Merchant Login

Authentication

Servinux V2 utilizes **Bearer Token** authentication to secure API requests. Your Secret Key serves as a unique cryptographic identifier for your merchant account. In V2, providing this token allows our engine to automatically resolve your merchant identity, eliminating the need for hardcoded IDs in your request payloads.

Security Requirement

**Never** share your Secret Key or commit it to version control systems. Authentication must always be performed from your **server-side** (Backend) code.

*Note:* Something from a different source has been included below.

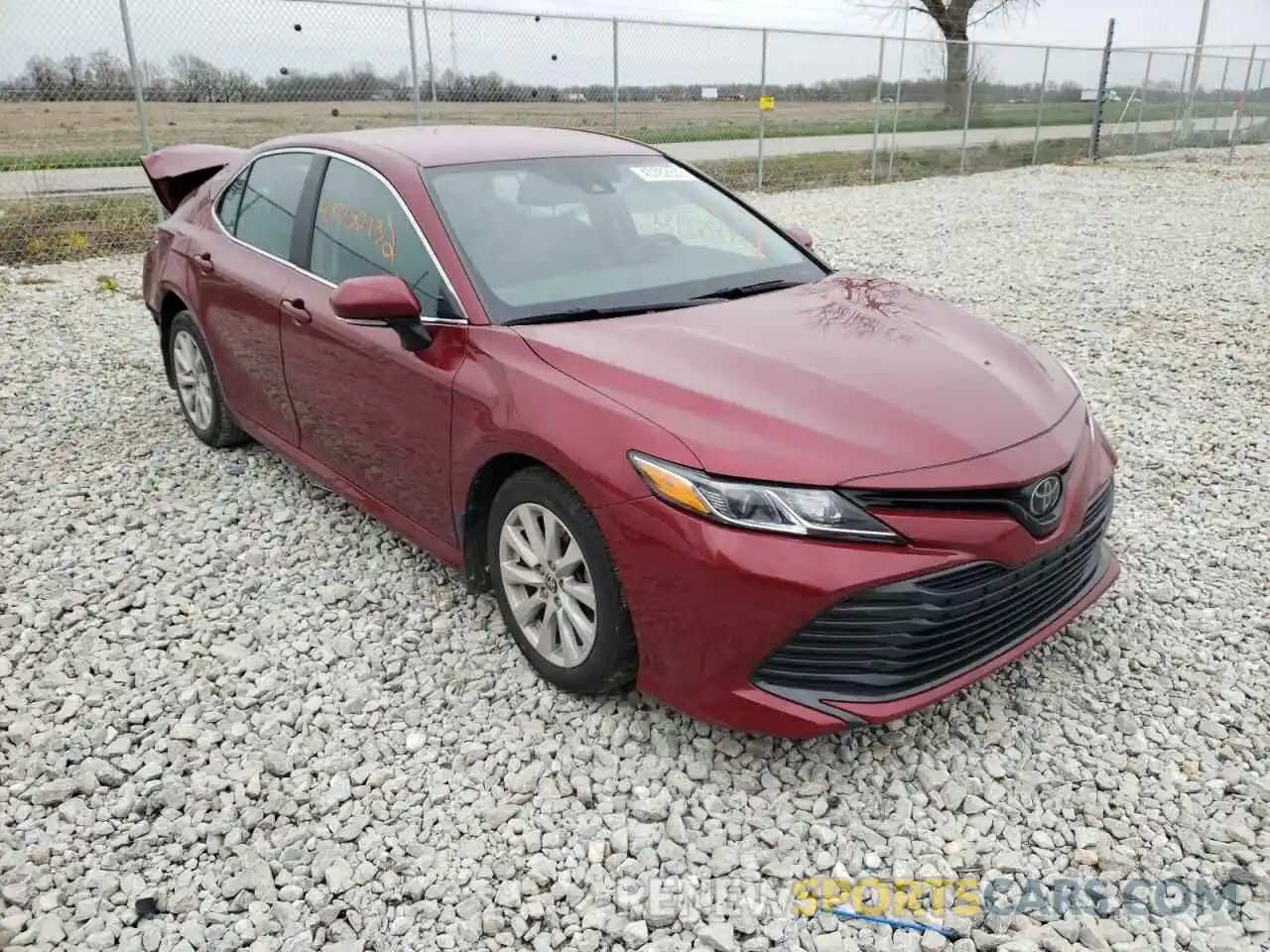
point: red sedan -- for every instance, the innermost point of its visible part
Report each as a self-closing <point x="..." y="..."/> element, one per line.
<point x="681" y="449"/>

Including these keys in mobile app frontends or client-side JavaScript will lead to immediate account compromise.

The Authorization Header

All V2 API requests must include the Authorization header with the prefix Bearer.

Header Key Authorization
Header Value Bearer sk_live_your_secret_key

V2 Implementation (cURL)

Request Example 
curl -X GET "https://merchant.servinux.com/v2/index.php?action=get_banks" \
  -H "Authorization: Bearer sk_test_8c66e7ca07c23f03918709c4..." \
  -H "Content-Type: application/json"

Valid Token

The platform automatically resolves your merchant ID and returns a 200 OK response.

Invalid Token

If the key is malformed or missing, the server returns 400 Bad Request with an unauthorized message.

Key Environment Logic

The Finovo V2 Engine automatically switches between **Sandbox** and **Production** environments based on the key prefix used:

  • sk_test_ Routes requests to the Squad Sandbox environment. No real funds move.
  • sk_live_ Routes requests to the Production banking rails. Real funds are processed.